Are you using positive constrained component distributions that are reasonable for the data?
How many draws did you have and what was the effective sample size? This just looks like what yo’d get from not miuch data—you’ll see this if you estimate densities from small amounts of data. Otherwise, bumps usually indicate a form of multimodality.
The posterior predictive check is really the gold standard for whether a model can fit the data. If those are fine and you’re measuring the right statistics of interest, then it should be fine.
Thank you so much for the response & apologies for all the questions included in my follow-up.
I am using negative binomials for the component distributions. (The data is discrete). I am using a truncated normal distribution as the prior for a+b. (We have prior information from previous studies on a+b, but not the individual values. I then used a beta distribution for the prior on the proportion of a+b accounted for by a).
I have 4 chains of 10000 iterations with thinning = 5. I used the default, so the first half of the samples are dedicated to warmup. This leaves me with 4000 posterior draws.
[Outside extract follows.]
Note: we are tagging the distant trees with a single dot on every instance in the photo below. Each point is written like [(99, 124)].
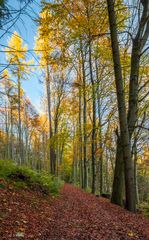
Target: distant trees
[(94, 127)]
Could that be too few draws? It seems like a reasonable number to me, but I am new to Stan so maybe I am overlooking something obvious concerning the number of draws.
The effective sample sizes are shown below:
w[1] 3880.632
w[2] 3758.774
w[3] 3693.810
w[4] 3904.761
w[5] 3850.515
w[6] 4173.410
w[7] 3705.880
w[8] 3956.897
w[9] 4016.341
w[10] 3834.332
w[11] 3975.094
b 3506.461
a 3950.396
To me, the effective sample sizes didn’t raise any red flags as they are all near the 4000 mark. Am I missing something here?
Yes, I am concerned about multimodality. It seems like multimodality would be a sign of label switching, but again, I do not think that is the problem here as I have enforced an order on the means of the component distributions. I did not think it was necessary to enforce order on both weights and means to prevent label switching. Structural non-identifiability or partial-identifiability due to the data set used would be the other culprits for multimodality, right?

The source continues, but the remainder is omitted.